With a last huff of annoyance, Jayfeather turned and stalked up to the bushes, his scrawny frame slipping easily between the branches. Leafpool gave Crowfeather a sympathetic look as she followed, and Crowfeather dipped his head in return, no longer trying to explain.
Kestrelflight was the last of the cats to push his way through. “I won’t forget,” he promised Crowfeather before he disappeared.
Left alone, Crowfeather settled himself in the shelter of the bushes, his paws tucked under him while he looked out across the moon-washed landscape. He could see the dips and swells of the moor, and far away in the distance a dark mass that must be the forest. Behind him he could hear the soft splashing of a waterfall, and imagined the starlit cascade falling endlessly into the Moonpool. After a short while, he slept.
Once again he was in the tunnels, following Ashfoot, who whisked around the corners ahead of him in a swirl of pale light.
“What are you trying to tell me
But Ashfoot didn’t reply. This time she led him out of the darkness and through a forest filled with translucent dawn mist. Dew-laden grass brushed at Crowfeather’s pelt and soaked it as he trod in his mother’s paw steps.
“Where are you taking me?” he asked Ashfoot.
His mother did not reply. Instead she halted at the top of a shallow dip in the ground, and waved Crowfeather on with a swish of her tail. Looking down into the hollow, Crowfeather recognized the pool at the bottom, surrounded by ferns, where he had found Nightcloud’s blood and her scent, almost overwhelmed by the reek of fox.
Horrified, Crowfeather turned back toward Ashfoot. “Why?”
But his mother had disappeared. Reluctantly, every step an effort, Crowfeather padded down toward the edge of the pool. Before he reached it, the fern fronds stirred slightly, and he saw that a cat was lying among them. A black she-cat, with blood pulsing from a wound in her side…
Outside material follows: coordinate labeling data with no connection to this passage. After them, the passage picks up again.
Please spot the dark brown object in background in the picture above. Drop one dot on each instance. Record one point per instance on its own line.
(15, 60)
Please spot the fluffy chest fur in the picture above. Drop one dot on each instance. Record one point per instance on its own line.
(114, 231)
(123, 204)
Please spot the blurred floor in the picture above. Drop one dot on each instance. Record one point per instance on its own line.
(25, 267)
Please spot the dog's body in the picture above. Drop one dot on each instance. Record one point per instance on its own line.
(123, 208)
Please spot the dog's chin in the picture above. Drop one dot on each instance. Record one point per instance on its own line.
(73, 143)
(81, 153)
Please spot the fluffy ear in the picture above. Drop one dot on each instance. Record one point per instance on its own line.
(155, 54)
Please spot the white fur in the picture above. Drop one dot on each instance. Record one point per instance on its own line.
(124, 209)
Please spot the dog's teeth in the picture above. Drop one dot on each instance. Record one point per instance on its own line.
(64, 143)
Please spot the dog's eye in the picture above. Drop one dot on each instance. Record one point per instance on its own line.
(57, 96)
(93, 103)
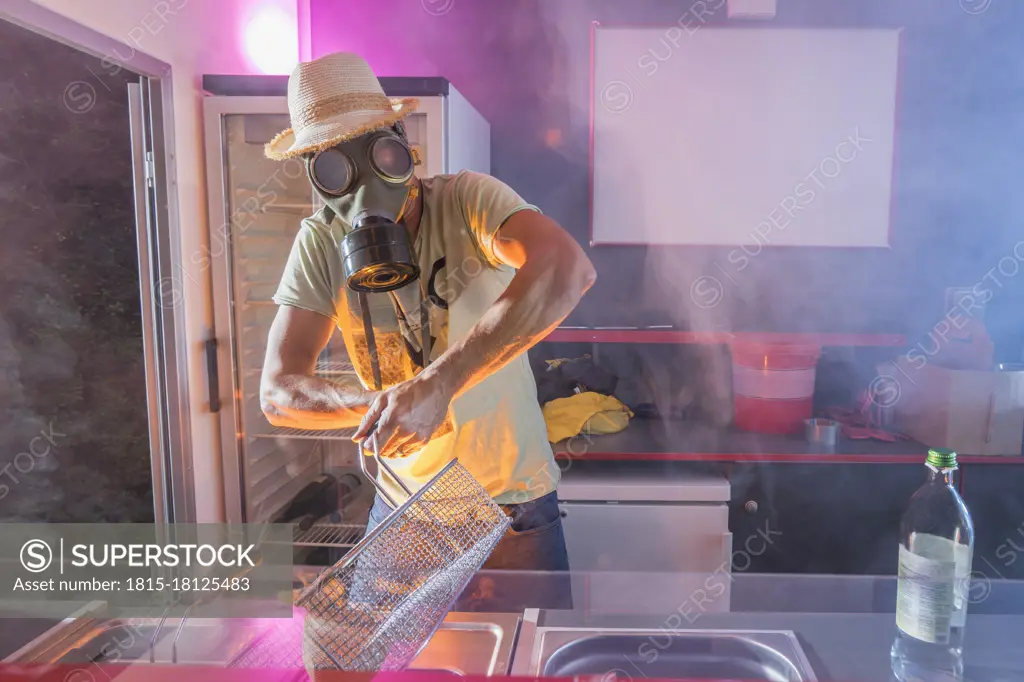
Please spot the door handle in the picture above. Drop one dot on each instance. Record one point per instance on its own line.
(212, 380)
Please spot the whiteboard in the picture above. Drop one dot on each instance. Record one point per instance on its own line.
(743, 136)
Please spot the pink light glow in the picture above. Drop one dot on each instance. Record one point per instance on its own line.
(271, 40)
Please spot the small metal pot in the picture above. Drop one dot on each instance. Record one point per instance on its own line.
(823, 432)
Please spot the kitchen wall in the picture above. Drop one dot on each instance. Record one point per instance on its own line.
(195, 37)
(525, 65)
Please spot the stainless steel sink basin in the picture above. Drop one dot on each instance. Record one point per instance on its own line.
(696, 654)
(465, 643)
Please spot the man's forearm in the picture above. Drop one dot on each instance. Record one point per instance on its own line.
(543, 292)
(311, 402)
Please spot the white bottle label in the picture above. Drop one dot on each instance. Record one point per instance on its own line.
(925, 597)
(933, 587)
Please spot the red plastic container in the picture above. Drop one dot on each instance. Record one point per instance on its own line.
(773, 386)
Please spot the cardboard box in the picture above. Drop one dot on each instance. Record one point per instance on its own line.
(970, 412)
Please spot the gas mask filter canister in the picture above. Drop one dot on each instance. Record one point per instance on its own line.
(367, 182)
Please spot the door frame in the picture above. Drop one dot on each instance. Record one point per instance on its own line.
(160, 257)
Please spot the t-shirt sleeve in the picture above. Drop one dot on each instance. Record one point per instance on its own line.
(486, 204)
(306, 283)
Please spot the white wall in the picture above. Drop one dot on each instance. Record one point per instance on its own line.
(195, 37)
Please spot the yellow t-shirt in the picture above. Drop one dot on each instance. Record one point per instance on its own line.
(499, 433)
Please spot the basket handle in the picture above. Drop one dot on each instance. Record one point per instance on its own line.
(381, 463)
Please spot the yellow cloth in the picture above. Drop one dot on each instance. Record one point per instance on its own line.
(588, 412)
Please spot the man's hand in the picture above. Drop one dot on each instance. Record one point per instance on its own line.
(407, 416)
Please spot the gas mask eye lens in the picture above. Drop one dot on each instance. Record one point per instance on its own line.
(391, 160)
(332, 171)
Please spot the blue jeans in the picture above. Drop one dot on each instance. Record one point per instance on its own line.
(535, 542)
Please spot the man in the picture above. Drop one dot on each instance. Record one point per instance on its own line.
(439, 286)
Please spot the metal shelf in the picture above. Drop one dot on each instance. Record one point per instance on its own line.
(329, 535)
(658, 334)
(309, 434)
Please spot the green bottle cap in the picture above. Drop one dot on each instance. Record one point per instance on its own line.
(941, 458)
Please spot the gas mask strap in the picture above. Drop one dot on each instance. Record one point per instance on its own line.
(425, 324)
(368, 329)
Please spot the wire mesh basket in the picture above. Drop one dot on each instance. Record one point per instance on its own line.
(376, 608)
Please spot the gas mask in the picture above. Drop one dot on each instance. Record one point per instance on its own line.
(368, 182)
“Nightcloud…,” he whispered.
Nightcloud raised her head to look at him, fury glaring from her eyes. “Don’t you see me?” she hissed. “Don’t you?”
Crowfeather jerked into wakefulness. His legs were shaking and his heart was pounding as if it was going to burst out of his chest.
The sound of paw steps and the murmuring voices of cats came from behind the barrier of bushes. Crowfeather sprang to his paws and gave his pelt a shake, desperate not to show how distraught he was.
His ThunderClan son was the first cat to emerge from the bushes. He swept one sightless glance across Crowfeather and then ignored him, leaping sure-pawed down the rocky slope. Leafpool followed, giving a polite dip of her head to Crowfeather, with Willowshine and Littlecloud after her.